“In town let me live, then; in town let me die;
For no, I can’t relish the country, not I.
If one must have a cottage in summer to dwell,
O give me the sweet shady side of Pall Mall.”
His aspiration was denied him, for that eighteenth-century Anacreon died here at Brockham.
A solemn row of immemorial yews along the shoulders of the hills marks where the sandalled feet of pilgrims trod the Pilgrims’ Way. At Buckland a pond, a sign-post, a tall elm, and a church that looks like a barn, and a barn that looks like a church, make up a very pretty picture. Betchworth lies to the left hand, a mile onward, and possesses some stately old houses. To it succeeds Dorking.

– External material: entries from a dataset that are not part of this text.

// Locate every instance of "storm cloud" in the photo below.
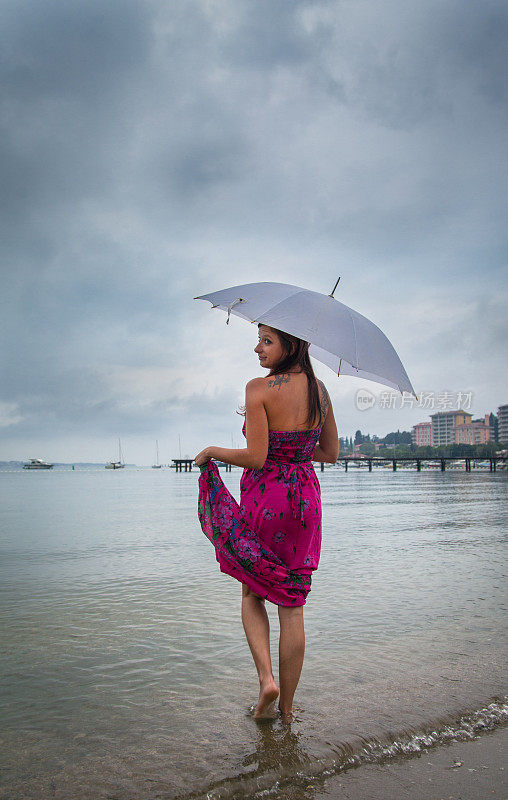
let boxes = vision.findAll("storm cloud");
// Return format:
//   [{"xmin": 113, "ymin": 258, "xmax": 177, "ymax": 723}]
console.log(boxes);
[{"xmin": 1, "ymin": 0, "xmax": 507, "ymax": 462}]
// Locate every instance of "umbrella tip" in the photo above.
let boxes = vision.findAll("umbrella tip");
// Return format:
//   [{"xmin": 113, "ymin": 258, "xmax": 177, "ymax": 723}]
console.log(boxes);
[{"xmin": 329, "ymin": 277, "xmax": 341, "ymax": 298}]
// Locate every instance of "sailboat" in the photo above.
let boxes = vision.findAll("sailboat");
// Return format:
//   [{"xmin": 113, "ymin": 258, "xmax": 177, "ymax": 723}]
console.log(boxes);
[
  {"xmin": 105, "ymin": 438, "xmax": 125, "ymax": 469},
  {"xmin": 152, "ymin": 439, "xmax": 162, "ymax": 468}
]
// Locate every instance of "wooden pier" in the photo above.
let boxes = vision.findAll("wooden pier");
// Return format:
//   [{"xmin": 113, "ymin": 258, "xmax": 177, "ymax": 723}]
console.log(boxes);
[
  {"xmin": 172, "ymin": 456, "xmax": 506, "ymax": 473},
  {"xmin": 172, "ymin": 459, "xmax": 194, "ymax": 472},
  {"xmin": 337, "ymin": 456, "xmax": 507, "ymax": 472},
  {"xmin": 172, "ymin": 459, "xmax": 232, "ymax": 472}
]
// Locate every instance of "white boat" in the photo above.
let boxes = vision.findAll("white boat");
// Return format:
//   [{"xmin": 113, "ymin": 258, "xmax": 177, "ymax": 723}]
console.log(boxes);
[
  {"xmin": 23, "ymin": 458, "xmax": 53, "ymax": 470},
  {"xmin": 152, "ymin": 440, "xmax": 162, "ymax": 469},
  {"xmin": 106, "ymin": 439, "xmax": 125, "ymax": 469}
]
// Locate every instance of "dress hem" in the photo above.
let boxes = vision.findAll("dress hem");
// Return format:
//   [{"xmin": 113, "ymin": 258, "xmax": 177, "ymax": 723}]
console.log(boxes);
[{"xmin": 218, "ymin": 558, "xmax": 309, "ymax": 607}]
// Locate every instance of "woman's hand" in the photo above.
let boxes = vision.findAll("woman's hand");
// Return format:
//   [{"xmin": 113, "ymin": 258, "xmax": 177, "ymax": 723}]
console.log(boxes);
[{"xmin": 194, "ymin": 446, "xmax": 213, "ymax": 467}]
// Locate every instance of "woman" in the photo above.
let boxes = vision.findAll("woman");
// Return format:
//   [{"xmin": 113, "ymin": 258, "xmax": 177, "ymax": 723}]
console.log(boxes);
[{"xmin": 195, "ymin": 324, "xmax": 339, "ymax": 722}]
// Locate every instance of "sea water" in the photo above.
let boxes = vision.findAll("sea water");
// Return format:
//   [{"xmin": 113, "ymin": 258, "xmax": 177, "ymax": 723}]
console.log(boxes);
[{"xmin": 0, "ymin": 465, "xmax": 506, "ymax": 799}]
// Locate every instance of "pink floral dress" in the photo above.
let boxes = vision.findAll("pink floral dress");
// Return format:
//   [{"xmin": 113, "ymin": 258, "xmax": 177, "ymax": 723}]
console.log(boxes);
[{"xmin": 197, "ymin": 419, "xmax": 322, "ymax": 606}]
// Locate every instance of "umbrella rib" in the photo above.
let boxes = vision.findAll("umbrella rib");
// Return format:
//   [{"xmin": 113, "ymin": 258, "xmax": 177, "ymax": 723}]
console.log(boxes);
[
  {"xmin": 345, "ymin": 306, "xmax": 359, "ymax": 370},
  {"xmin": 249, "ymin": 289, "xmax": 308, "ymax": 326}
]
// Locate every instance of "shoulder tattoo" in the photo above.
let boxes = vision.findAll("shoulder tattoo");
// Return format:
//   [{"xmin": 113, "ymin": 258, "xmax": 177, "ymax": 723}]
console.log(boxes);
[
  {"xmin": 317, "ymin": 379, "xmax": 329, "ymax": 420},
  {"xmin": 267, "ymin": 373, "xmax": 290, "ymax": 391}
]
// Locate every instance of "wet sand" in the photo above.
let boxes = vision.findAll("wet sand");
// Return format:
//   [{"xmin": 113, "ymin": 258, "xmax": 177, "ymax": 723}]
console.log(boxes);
[{"xmin": 312, "ymin": 725, "xmax": 507, "ymax": 800}]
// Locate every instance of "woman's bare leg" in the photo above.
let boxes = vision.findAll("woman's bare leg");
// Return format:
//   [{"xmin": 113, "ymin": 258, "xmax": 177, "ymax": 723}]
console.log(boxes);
[
  {"xmin": 241, "ymin": 585, "xmax": 279, "ymax": 717},
  {"xmin": 278, "ymin": 605, "xmax": 305, "ymax": 721}
]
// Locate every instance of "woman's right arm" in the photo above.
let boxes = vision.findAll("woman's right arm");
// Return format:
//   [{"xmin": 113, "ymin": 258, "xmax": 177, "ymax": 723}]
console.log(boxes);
[{"xmin": 312, "ymin": 382, "xmax": 339, "ymax": 463}]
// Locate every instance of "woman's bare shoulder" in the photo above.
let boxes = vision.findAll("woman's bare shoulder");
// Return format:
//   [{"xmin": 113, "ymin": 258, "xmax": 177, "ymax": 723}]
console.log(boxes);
[
  {"xmin": 242, "ymin": 377, "xmax": 272, "ymax": 409},
  {"xmin": 245, "ymin": 377, "xmax": 266, "ymax": 391},
  {"xmin": 316, "ymin": 378, "xmax": 330, "ymax": 397},
  {"xmin": 316, "ymin": 378, "xmax": 330, "ymax": 418}
]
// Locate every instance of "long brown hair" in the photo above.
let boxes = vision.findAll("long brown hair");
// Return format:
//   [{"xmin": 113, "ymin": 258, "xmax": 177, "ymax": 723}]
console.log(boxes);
[{"xmin": 238, "ymin": 324, "xmax": 323, "ymax": 428}]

Now Dorking, if you can conceive the conjunction, is at once aristocratic and popular. The proximity of that Cockney pleasance, Box Hill, is, of course, responsible for the one, and doubtless the overawing neighbourhood of Denbies and Deepdene accounts for the other. Dorking is celebrated for a mythical battle, for a breed of fowls, and for having been the home of Tony Weller, who kept the “Markis o’ Granby” here. The name of the place was invariably spelt “Darking” a hundred years ago, even by literary folks, and country people still pronounce it in that way. It is a supremely cheerful town, with a very wide High Street.
WESTCOTT.
Beyond the town the North Downs assume a wilder and more wooded aspect, where the modern but pretty hamlet of Westcott stands by the way, and the deep valley and heavy woodlands of Wotton open out delightfully upon the wayfarer. In the “little church of Wotton”—pronounced “Wootton”—lies John Evelyn, the Diarist and lover of trees, with many other Evelyns, and Wotton Park is just beyond, where many trees of his planting yet flourish. Wotton Hatch, a lonely hamlet, overlooks the scene.